Where to begin with this mess? You want mistakes? Rosenthal makes plenty of them, leaving one to wonder whether any knowledgeable person at Brandeis University Press actually read the manuscript before its publication.

What is there to say about a history professor who repeatedly misspells the names of Nahum Goldmann – a central figure in Zionist history – and Elie Wiesel – surely one of the most famous Jews alive today – throughout his book?
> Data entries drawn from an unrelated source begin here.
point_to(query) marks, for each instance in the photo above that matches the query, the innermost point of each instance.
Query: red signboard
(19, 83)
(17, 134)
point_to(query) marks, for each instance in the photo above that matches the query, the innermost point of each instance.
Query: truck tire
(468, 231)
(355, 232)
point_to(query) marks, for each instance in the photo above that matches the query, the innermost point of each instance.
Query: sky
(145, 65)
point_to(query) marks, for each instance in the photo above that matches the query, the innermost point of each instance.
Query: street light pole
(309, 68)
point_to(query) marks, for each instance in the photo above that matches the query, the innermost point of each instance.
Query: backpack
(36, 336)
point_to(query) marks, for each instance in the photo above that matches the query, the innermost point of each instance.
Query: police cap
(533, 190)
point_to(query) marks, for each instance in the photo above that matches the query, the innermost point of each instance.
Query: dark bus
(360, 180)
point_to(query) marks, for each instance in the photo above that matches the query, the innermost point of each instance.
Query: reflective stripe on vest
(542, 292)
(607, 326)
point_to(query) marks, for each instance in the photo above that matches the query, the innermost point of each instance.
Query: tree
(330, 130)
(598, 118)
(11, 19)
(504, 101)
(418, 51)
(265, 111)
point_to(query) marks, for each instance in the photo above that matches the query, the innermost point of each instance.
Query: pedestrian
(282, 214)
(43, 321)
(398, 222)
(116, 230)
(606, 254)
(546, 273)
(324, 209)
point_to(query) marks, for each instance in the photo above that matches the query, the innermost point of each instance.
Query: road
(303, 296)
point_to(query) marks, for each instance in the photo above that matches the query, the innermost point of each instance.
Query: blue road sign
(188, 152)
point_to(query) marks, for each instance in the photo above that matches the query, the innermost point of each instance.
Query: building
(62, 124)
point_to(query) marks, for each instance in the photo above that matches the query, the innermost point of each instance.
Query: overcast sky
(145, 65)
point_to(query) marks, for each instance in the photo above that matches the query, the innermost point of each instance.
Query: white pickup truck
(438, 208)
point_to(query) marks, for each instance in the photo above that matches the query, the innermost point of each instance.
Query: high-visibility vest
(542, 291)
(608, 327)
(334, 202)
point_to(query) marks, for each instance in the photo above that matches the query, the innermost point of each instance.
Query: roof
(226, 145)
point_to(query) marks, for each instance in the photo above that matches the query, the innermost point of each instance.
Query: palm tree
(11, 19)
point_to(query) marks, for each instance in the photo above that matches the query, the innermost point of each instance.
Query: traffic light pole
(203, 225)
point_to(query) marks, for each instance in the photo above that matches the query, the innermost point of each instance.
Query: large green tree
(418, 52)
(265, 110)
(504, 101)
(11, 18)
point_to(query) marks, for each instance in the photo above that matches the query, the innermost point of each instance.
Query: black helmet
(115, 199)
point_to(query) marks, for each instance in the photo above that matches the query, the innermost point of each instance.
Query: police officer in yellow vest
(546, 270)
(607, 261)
And what is one to think of a history professor who throughout his text botches the name of the Conference of Presidents of Major American Jewish Organizations? It certainly is a mouthful of a name, but the organization it belongs to does, after all, play a seminal role in the story Rosenthal purports to tell.Or how about a history professor who in one part of his book incorrectly places the signing of the Oslo accords in October 1993, while in another part correctly places it in September of that year? A history professor who has the historic mass expulsion of Palestinians from Jordan into Lebanon taking place in 1971, when in fact it occurred in 1970?Beyond his carelessness with facts, Rosenthal makes some claims that are questionable at best, as when he describes Menachem Begin as having been “personally Orthodox.” (Begin did have an abiding appreciation for Jewish customs and culture, but to call him “Orthodox” is such a stretch that it almost constitutes an assault on truth.)

Rosenthal’s lack of objectivity is one more factor that renders this book an exercise in futility. It’s one thing to present so slanted a version of history if one is writing a polemic on behalf of one position or another, but this book is billed as a “full-scale examination of the nature and development of the American Jewish response to Israel.”Just how unsubtle is Rosenthal’s subjectivity? Let’s see: he simplistically describes Vladimir Jabotinsky as someone who “emphasized the importance of power over morality”; he decries what he calls Israel’s “troubling growth of racism embodied in Menachem Begin’s reference to Palestinians as “beasts with two legs” (never mind that Begin was in fact referring to PLO terrorists); and he swooningly describes the first intifada as perhaps “the most important event in the past twenty-five years of Israeli history….that the rioters could not be intimidated was unprecedented. Troops sent to put them down faced stones and rocks thrown by otherwise unarmed teenagers, who refused to disperse and bared their chests, daring the soldiers to shoot them.”And so goes the tone of this one-sided tract masquerading as straight history. But then, if straight history were what this book’s publishers really wanted, Rosenthal was never suited to the task. As he recently admitted to an interviewer at Salon.com, “in an Israeli context, I would be in the “Peace Now” camp.” Now he tells us.